Web Dev Self Study Guide

Wow, let me blow the cobwebs off this blog before I get down to business. In the last couple months I began a part-time job as an instructor/developer at a local bootcamp and added another human to my family and unfortunately this blog was left in park but then something happened…

A few weeks ago, a friend of mine, looking for a bootcamp, sat in on one of my classes and was interested in joining but the price tag and uncertainty of the job market upon graduation were major concerns. As a member of one of my favorite coder’s, Laurence Bradford’s Facebook group, Newbie Coder Warehouse, I noticed this same issue was preventing many other people from joining bootcamps or online programs. Now, it may not be in my best interest to tell you, or rather write you, nah, let’s just go with tell you it sounds better… anyways, what I’m trying to tell you is that you don’t NEED a bootcamp to get a job.

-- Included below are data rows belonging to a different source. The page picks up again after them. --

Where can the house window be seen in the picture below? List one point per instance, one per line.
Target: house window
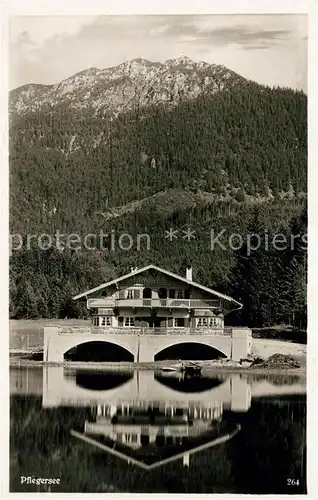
(208, 322)
(129, 321)
(105, 321)
(178, 322)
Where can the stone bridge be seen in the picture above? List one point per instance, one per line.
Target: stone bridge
(144, 347)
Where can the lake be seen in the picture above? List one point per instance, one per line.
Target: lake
(154, 432)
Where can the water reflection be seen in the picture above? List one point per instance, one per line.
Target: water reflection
(151, 420)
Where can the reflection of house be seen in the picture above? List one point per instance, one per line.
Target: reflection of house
(152, 297)
(145, 316)
(138, 425)
(151, 434)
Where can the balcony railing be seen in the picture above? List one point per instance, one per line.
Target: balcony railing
(171, 303)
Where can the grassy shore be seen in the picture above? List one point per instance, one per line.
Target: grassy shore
(27, 336)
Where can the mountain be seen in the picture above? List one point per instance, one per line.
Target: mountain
(137, 83)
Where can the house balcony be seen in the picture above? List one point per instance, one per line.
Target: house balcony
(182, 331)
(169, 303)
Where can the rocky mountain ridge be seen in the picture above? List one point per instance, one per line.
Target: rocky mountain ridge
(126, 87)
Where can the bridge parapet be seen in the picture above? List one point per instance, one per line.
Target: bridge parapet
(108, 330)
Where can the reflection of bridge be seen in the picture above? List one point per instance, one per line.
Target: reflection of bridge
(60, 389)
(143, 348)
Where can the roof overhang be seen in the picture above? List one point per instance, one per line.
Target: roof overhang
(164, 271)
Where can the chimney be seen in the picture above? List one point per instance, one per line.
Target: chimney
(189, 273)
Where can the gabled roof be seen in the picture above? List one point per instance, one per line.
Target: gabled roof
(164, 271)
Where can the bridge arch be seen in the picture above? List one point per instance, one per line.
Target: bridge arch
(98, 350)
(189, 350)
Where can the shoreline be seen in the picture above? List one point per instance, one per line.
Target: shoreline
(126, 366)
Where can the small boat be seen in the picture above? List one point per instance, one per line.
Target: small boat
(192, 370)
(175, 368)
(189, 369)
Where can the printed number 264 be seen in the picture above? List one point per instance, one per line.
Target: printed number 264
(292, 482)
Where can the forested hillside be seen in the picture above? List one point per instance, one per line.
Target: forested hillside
(234, 160)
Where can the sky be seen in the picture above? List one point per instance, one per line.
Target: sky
(269, 49)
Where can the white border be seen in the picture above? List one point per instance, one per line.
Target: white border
(120, 7)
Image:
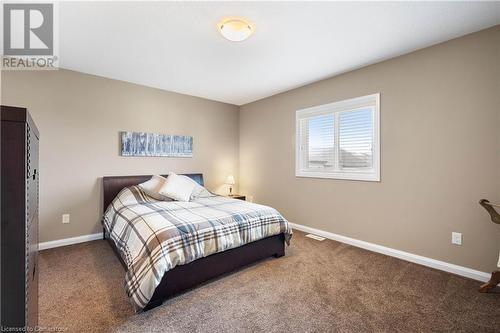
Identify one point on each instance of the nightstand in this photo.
(237, 196)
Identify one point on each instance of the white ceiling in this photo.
(175, 45)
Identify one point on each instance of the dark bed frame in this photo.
(185, 277)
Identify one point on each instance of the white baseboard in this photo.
(437, 264)
(69, 241)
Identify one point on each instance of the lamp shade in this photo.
(230, 180)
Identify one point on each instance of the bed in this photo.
(169, 247)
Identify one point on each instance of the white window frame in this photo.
(372, 174)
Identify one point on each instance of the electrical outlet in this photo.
(456, 238)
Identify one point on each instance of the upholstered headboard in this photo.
(113, 185)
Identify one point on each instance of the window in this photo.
(339, 140)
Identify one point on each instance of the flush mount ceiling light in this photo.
(235, 29)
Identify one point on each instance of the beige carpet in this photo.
(317, 287)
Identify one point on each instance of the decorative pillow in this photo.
(152, 187)
(177, 187)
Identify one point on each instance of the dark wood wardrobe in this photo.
(19, 224)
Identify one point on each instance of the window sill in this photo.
(370, 177)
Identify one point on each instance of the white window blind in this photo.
(339, 140)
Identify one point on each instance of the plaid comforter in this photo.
(155, 236)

Here’s what bootcamps give you that self-study won’t: motivation, peer pressure, access to a developer who will have the answers to all those gotcha questions that may take you hours to find online, and a clear and concise path to web dev super stardom. Now, the motivation and peer pressure mainly come from the high price tag most camps charge: you tell your friends you’re shelling out upwards of 15 grand for a camp and quitting your job, then you damn well better finish that assignment on CSS media queries on a Tuesday night. For many people, keeping their interest and engagement in learning is not an intrinsic process and they need an external influence to keep them on the straight and narrow… that’s not a bad thing, it just may mean you will benefit more from a traditional class enviro (I just shortened environment, let’s try and make this a thing… enviro!) than the free wheeling self study path.

Here is the email I wrote to her outlining what I think is necessary, in the Bay Area, in 2017 to become an entry level developer; there are many places where I encouraged her to write me with any questions or further explanation on what to study and that offer is open to you the reader as well (my email is at the bottom of the page and in the contact section)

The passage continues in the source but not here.